Cisco VPN 5000 series concentrator hardware running software release 6.0.21.0002 (and earlier) and 5.2.23.0003 (and earlier), accepting clients using PAP authentication, aggressive mode (AM), or hybrid IKE Extended Authentication (XAUTH) mode, and validating against a RADIUS server, are affected by this vulnerability.
The VPN 5000 series concentrator supports three (3) RADIUS communication types. The [ RADIUS ] section keyword ChallengeType can be set to either CHAP, PAP, or Challenge. Challenge is a proprietary type of PAP used for Axent Defender authentication.
In case PAP or Challenge is configured, the remote device sends an authentication request to the VPN 5000 series concentrator containing its name and password. The VPN 5000 series concentrator uses either its internal database or a RADIUS server to validate the request and returns an authentication success or failure packet.
In the event that a RADIUS server is being used, the Access-Request is sent to the RADIUS server and the user password is encrypted as specified by the RFC. If the Access-Accept packet is not returned in a specific time, due to network or configuration problems, the concentrator sends out a retry packet but the user password is sent as clear text in this retry packet.
This vulnerability is documented as Cisco bug ID CSCdx82483, which requires a CCO account to view and can be viewed after 2002 August 8 at 1500 UTC.
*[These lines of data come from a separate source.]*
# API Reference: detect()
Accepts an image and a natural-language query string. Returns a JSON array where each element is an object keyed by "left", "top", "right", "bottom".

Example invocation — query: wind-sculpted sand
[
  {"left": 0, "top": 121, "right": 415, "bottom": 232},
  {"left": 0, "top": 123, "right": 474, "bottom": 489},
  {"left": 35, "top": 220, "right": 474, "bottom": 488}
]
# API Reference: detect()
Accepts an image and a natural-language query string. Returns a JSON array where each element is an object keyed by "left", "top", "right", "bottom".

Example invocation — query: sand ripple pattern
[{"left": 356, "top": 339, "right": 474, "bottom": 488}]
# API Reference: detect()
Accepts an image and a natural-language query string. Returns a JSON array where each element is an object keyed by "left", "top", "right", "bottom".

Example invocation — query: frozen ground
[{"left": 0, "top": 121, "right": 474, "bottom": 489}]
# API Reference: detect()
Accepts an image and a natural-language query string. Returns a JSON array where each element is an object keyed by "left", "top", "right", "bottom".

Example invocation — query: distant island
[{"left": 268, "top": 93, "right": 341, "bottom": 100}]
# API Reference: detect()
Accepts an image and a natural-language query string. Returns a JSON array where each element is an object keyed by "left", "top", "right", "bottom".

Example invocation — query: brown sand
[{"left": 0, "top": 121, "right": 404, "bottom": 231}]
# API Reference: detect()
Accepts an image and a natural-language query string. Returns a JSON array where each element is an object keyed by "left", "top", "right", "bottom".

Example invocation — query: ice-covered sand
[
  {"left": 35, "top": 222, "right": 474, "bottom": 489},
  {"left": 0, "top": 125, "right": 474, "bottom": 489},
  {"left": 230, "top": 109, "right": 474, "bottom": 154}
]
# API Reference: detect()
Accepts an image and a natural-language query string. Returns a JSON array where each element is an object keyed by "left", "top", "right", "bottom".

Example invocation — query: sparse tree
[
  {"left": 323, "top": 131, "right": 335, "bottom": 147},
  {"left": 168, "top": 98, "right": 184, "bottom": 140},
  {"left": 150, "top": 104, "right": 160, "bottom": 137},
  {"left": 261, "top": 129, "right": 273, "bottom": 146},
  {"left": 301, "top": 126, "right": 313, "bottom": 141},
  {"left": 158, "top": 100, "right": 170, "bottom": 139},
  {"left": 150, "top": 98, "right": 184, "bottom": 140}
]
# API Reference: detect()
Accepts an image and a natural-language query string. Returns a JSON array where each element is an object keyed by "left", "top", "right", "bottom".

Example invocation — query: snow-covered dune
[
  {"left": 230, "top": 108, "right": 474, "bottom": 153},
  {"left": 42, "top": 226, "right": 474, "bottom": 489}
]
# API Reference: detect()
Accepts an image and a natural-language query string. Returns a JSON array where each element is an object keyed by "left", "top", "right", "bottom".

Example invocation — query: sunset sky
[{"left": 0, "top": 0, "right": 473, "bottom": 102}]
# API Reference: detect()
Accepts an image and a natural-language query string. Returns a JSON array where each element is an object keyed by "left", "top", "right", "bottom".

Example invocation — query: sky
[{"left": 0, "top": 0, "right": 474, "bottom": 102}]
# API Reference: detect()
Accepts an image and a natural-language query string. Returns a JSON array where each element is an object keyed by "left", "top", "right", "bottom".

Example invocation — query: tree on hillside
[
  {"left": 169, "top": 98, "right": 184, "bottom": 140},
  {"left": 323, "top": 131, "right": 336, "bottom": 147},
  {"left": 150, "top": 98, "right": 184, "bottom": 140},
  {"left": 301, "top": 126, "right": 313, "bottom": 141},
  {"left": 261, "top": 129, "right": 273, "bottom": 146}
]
One workaround is to only use CHAP for authentication by setting ChallengeType = CHAP in the [ RADIUS ] section.
If you have to use PAP for authentication you can set the PrimRetries keyword to a value of 1 in the Radius section of the configuration. This would disable any retry attempts. Also, if a second (backup) RADIUS server is defined with SecAddress, it must be removed as the first attempt to a secondary RADIUS server will have the password in the clear.
For a complete fix please upgrade to a fixed software version of code.
This vulnerability has been fixed in software release 6.0.21.0003 (and later) and 5.2.23.0004 (and later).
The procedure to upgrade to the fixed software version is detailed at http://www.cisco.com/univercd/cc/td/doc/product/aggr/vpn5000/5000sw/conce60x/5000cfg/swinst.htm.
The Cisco PSIRT is not aware of any public announcements or malicious use of the vulnerability described in this advisory.
This vulnerability was reported to PSIRT by a customer.
To learn about Cisco security vulnerability disclosure policies and publications, see the Security Vulnerability Policy. This document also contains instructions for obtaining fixed software and receiving security vulnerability information from Cisco.
Revision 1.0 |
2000-August-07 |
Initial public release. |
THIS DOCUMENT IS PROVIDED ON AN "AS IS" BASIS AND DOES NOT IMPLY ANY KIND OF GUARANTEE OR WARRANTY, INCLUDING THE WARRANTIES OF MERCHANTABILITY OR FITNESS FOR A PARTICULAR USE. YOUR USE OF THE INFORMATION ON THE DOCUMENT OR MATERIALS LINKED FROM THE DOCUMENT IS AT YOUR OWN RISK. CISCO RESERVES THE RIGHT TO CHANGE OR UPDATE THIS DOCUMENT AT ANY TIME.
A stand-alone copy or paraphrase of the text of this document that omits the distribution URL is an uncontrolled copy, and may lack important information or contain factual errors. The information in this document is intended for end-users of Cisco products.